Big data is high-volume, high-velocity and/or high-variety information assets that demand cost-effective, innovative forms of information processing that enable enhanced insight, decision making, and process automation.
There are numerous components in Big Data and sometimes it can become tricky to understand it quickly. Through this article, we will try to understand different components of Big Data and present these components in the order which will ease the understanding.
Understanding what actually big data is
Big Data is nothing but any data which is very big to process and produce insights from it. Data being too large does not necessarily mean in terms of size only. There are 3 V’s (Volume, Velocity and Veracity) which mostly qualifies any data as Big Data. The volume deals with those terabytes and petabytes of data which is too large to be quickly processed. Velocity deals with data moving with high velocity. Continuous streaming data is an example of data with velocity and when data is streaming at a very fast rate may be like 10000 of messages in 1 microsecond. Veracity deals with both structured and unstructured data. Data that is unstructured or time-sensitive or simply very large cannot be processed by relational database engines. This type of data requires a different processing approach called big data, which uses massive parallelism on readily-available hardware.

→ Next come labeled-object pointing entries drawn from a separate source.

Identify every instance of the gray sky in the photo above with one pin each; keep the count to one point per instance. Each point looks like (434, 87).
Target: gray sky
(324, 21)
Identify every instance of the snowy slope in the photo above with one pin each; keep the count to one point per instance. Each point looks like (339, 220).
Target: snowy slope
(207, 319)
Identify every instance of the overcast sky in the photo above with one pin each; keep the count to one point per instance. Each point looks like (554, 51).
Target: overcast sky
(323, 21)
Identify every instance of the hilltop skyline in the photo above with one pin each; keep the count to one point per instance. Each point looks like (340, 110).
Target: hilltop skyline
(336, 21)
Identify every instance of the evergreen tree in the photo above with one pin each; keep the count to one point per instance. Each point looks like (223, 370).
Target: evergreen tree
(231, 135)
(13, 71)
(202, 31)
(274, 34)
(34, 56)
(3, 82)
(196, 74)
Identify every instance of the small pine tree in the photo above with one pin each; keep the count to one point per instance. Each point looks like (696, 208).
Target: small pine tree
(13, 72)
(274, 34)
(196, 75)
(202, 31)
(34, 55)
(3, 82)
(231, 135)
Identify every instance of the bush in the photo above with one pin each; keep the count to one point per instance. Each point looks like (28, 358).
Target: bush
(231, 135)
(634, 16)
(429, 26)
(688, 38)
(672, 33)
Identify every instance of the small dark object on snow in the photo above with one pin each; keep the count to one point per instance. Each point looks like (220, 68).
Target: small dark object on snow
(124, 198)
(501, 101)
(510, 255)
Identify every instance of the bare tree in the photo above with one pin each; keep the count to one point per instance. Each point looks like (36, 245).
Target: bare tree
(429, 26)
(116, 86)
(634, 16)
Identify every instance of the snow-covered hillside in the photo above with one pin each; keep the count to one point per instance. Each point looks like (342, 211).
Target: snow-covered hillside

Familiarise yourself with Hadoop
Hadoop is an open source distributed processing framework that manages data processing and storage for big data applications running in clustered systems. Let’s understand this piece by piece.

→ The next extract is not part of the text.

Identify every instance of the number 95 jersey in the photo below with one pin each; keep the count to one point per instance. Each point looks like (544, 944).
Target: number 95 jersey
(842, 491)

It is an open source framework which refers to any program whose source code is made available for use or modification as users see fit.
It is a distributed processing framework. In Hadoop, we rather than computing everything on a very computationally powerful machine, we divide work across a set of machines which collectively process the data and produce results. This is also known as horizontal scaling.

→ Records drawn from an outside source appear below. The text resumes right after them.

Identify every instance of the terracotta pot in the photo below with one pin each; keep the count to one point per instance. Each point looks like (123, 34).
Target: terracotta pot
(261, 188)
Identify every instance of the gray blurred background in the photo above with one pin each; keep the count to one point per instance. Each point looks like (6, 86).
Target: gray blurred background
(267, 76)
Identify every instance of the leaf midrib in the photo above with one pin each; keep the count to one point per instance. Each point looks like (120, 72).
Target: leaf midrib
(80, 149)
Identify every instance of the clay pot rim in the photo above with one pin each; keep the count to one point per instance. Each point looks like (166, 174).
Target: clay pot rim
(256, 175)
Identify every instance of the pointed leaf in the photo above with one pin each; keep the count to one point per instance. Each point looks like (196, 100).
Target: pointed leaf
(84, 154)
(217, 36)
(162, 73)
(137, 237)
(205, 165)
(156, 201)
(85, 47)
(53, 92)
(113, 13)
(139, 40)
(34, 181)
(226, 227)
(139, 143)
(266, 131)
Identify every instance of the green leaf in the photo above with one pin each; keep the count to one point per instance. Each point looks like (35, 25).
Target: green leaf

It has distributed storage feature. Here we do not store all the data on a big volume rather than we store data across different machines, Retrieving large chunks of data from one single volume involves a lot of latency. In case of storage across multiple systems, reading latency is reduced as data is parallelly read from different machines.
Understanding HDFS and Map-Reduce
HDFS is part of Hadoop which deals with distributed storage. It enables to store and read large volumes of data over distributed systems. Map-Reduce deals with distributed processing part of Hadoop. Map-Reduce breaks the larger chunk of data into smaller entities(mapping) and after processing the data, it collects back the results and collates it(reducing). Mapping involves processing data on the distributed machines and reducing involves getting back the data from the distributed nodes to collate it together.
Bringing Hive and Pig in the picture
Hive and ping are more like data extraction mechanism for Hadoop. They offer SQL like capabilities to extract data from non-relational/relational databases on Hadoop or from HDFS. Users can query the selective data they require and can perform ETL operations and gain insights out of their data.
NoSQL (commonly referred to as “Not Only SQL”) represents a completely different framework of databases that allows for high-performance, agile processing of information at a massive scale. In other words, it is a database infrastructure that has been very well-adapted to the heavy demands of big data.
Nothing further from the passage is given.